When considering whether or not to pursue a certification, it’s definitely a good idea to look at them from the additional perspective of whether they are gate-keeping–or providing rigor–not just if they will help you advance your career. If you can, find out from people who’ve actually earned the certification whether they feel like it helped make them better at their job. Some certifications are must-haves regardless of their rigor or utility, either because your employer requires them or because eligibility to pursue certain contracts requires them (particularly in the federal contracting space).

Duke University Libraries Drop Basecamp

I was glad to see Duke University Libraries in-depth explanation of why they’re dropping Basecamp for managing projects. It reminded me of previous blog posts of my own from 2017 regarding the ideology and worldview that seemed prevalent at that time in tech, and a post from last year that drew a line from James Damore, through Jason Fried and David Heinemeier Hansson, to Elon Musk.

The Libraries took the time to revisit their discussion of 2021 to continue using Basecamp and updated themselves regarding the posts and rhetoric of Hansson regarding DEI, and his public glee in the mass layoffs of tech workers last year (which have by no means abated in 2023). They also did not shy away from talking about their own shortcomings as an organization when it comes their own workplace:

We also know the harms that our own workplace practices and culture have caused over the years. We know about it because we listen to each other, both informally and formally, via climate surveys, workshops, and other practices: 

The point is not that we’re perfect, or a model to emulate. The point is that we are not naive. We have seen (and done) some stuff.

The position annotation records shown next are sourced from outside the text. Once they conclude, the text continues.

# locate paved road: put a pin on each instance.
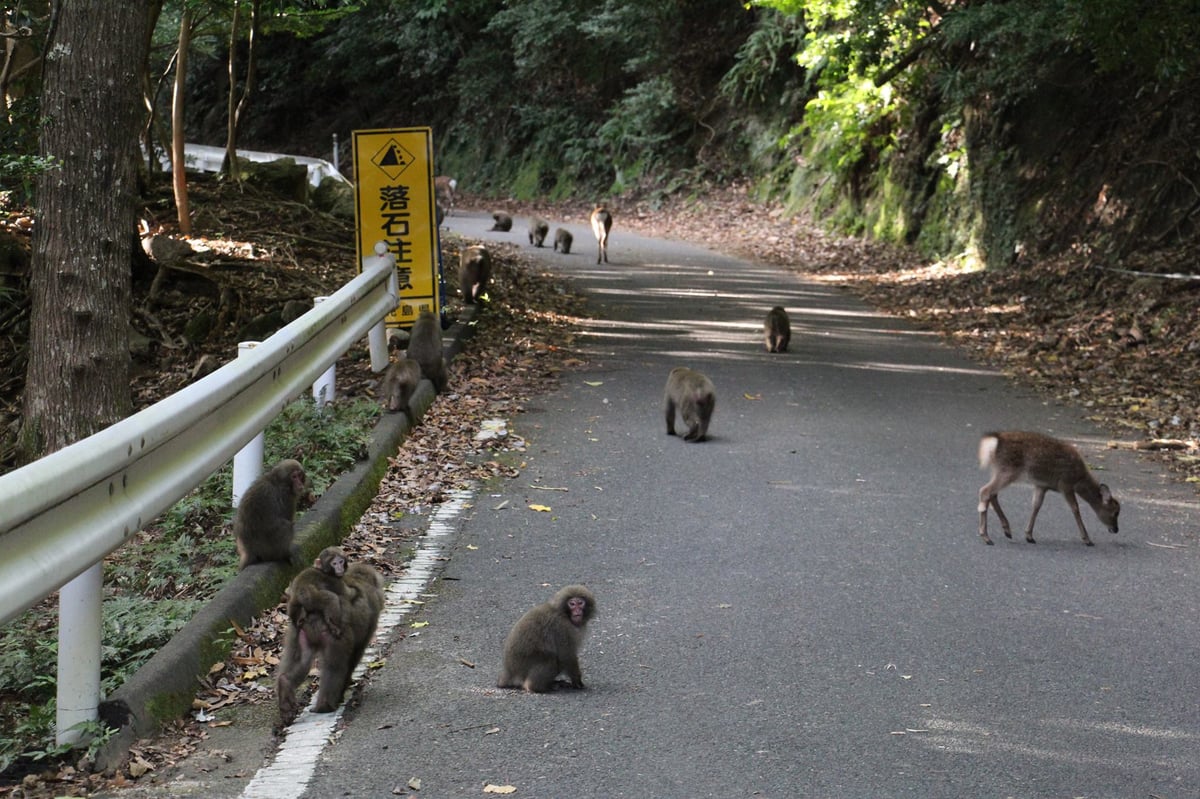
(801, 606)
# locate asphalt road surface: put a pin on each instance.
(799, 606)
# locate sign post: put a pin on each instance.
(394, 203)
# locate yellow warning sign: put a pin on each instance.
(394, 203)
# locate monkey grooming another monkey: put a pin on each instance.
(425, 348)
(545, 642)
(538, 230)
(399, 384)
(563, 240)
(264, 522)
(474, 272)
(778, 330)
(693, 394)
(601, 223)
(360, 607)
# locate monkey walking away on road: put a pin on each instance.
(545, 642)
(265, 518)
(601, 223)
(1049, 464)
(563, 240)
(425, 348)
(339, 655)
(538, 230)
(474, 272)
(694, 396)
(399, 384)
(778, 330)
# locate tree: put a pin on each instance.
(78, 376)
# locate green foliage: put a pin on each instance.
(766, 70)
(155, 586)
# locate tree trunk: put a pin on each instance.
(239, 102)
(178, 160)
(78, 376)
(231, 160)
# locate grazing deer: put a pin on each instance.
(1049, 464)
(601, 223)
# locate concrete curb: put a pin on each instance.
(163, 689)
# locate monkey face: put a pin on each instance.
(576, 608)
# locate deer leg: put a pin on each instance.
(1039, 493)
(988, 496)
(1079, 520)
(984, 499)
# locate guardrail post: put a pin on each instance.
(79, 638)
(324, 388)
(247, 462)
(377, 337)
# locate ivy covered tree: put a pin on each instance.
(77, 380)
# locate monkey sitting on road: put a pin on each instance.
(425, 348)
(264, 524)
(545, 642)
(695, 397)
(360, 607)
(777, 330)
(399, 384)
(474, 272)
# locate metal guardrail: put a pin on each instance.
(63, 514)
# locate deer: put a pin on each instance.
(601, 223)
(1049, 464)
(444, 188)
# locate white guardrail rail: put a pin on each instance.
(63, 514)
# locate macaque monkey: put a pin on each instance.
(778, 330)
(425, 348)
(315, 596)
(563, 240)
(545, 642)
(360, 607)
(399, 384)
(601, 223)
(264, 522)
(474, 272)
(538, 230)
(444, 188)
(1049, 464)
(693, 394)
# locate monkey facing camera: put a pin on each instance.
(693, 395)
(425, 348)
(777, 330)
(264, 524)
(545, 642)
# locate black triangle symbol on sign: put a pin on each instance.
(391, 157)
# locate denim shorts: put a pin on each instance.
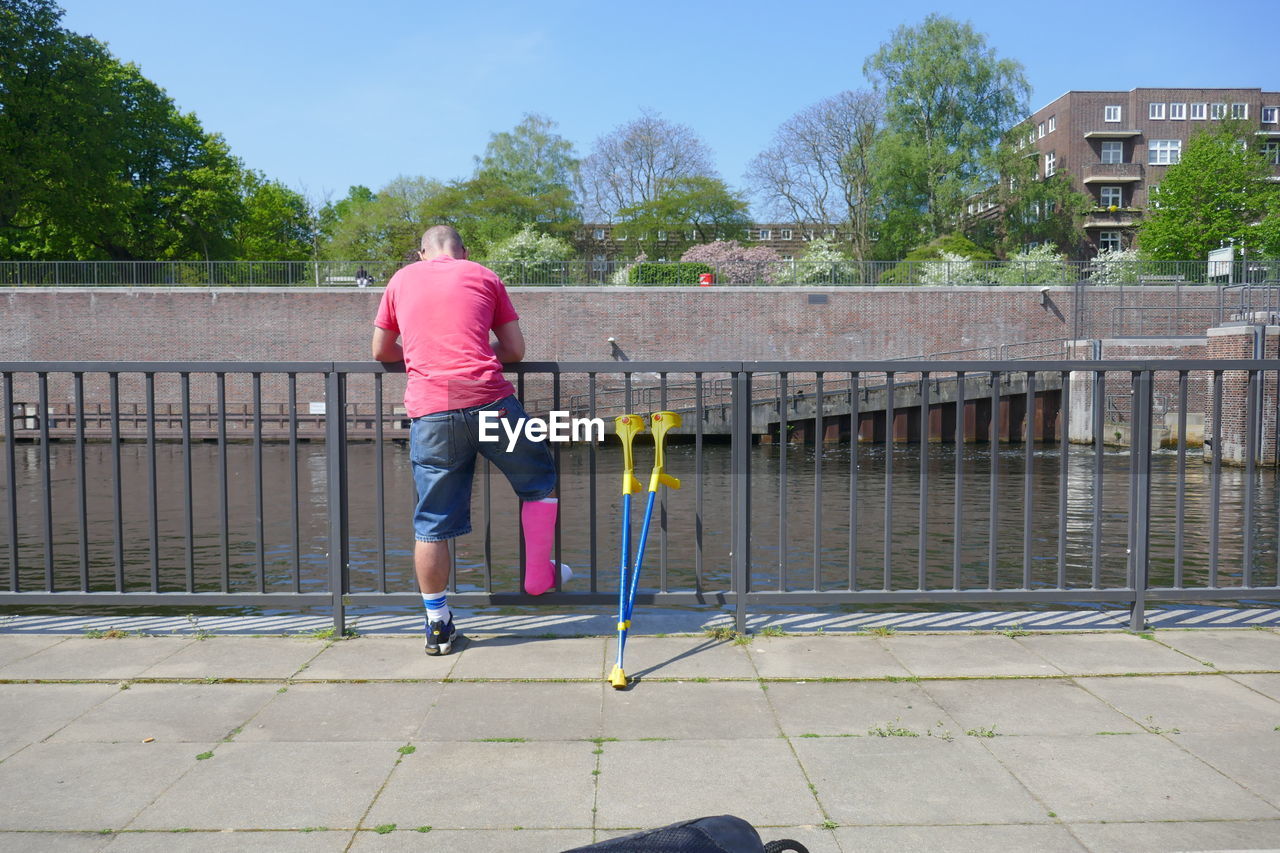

Duke University Libraries Blog, November 30, 2023

The Libraries set a thoughtful, public example of consciously choosing temporary inconvenience over continuing to reward the mendacity and cruelty of the leader of a third-party vendor. I salute them.

Peter Gabriel Is Why I Love Stop-Motion Animation

Back in October, I was reminded exactly when I became a fan of stop-motion animation. A friend in one of my Slack groups shared this Jason Kottke post. The second video on the page (Peter Gabriel’s Sledgehammer) was my first introduction to him. The song came out in 1986, the video won 9 MTV Video Music Awards the following year. The company who did the animation for the video, Aardman Animations, would later go on to create Wallace and Gromit (an inventor and his pet dog) who’ve starred in a number of short films (The Wrong Trousers) and feature-length films (The Curse of the Were-Rabbit) that I found hilarious. Chicken Run was an Aardman co-production with Dreamworks that I also enjoyed.

While researching this post, I learned that another one of my stop-motion favorites–The Nightmare Before Christmas–actually came out the same year as The Wrong Trousers (1993). Nightmare was very much in keeping with the dark and scary sensibilities of Tim Burton (the man behind Beetlejuice and Edward Scissorhands, among many other films), but to make it a musical as well was just hilarious and delightful. Isle of Dogs and Fantastic Mr. Fox are two more stop-motion animated features I’ve enjoyed. One of my guiltier pleasures when it comes to stop-motion animation was definitely Celebrity Deathmatch. Stop-motion animated wrestling matches between clay versions of celebrities was way more fun than it had any right to be.

While not actually stop-motion animation, The Lego Movie (and its sequel) succeed at hewing very closely to the same style, with the obvious exceptions of the live action scenes. While there are much older examples of stop-motion animation (the original King Kong from 1933, the character Gumby from the 1950s, and anything by Ray Harryhausen), the Sledgehammer video is where that particular fandom of mine began.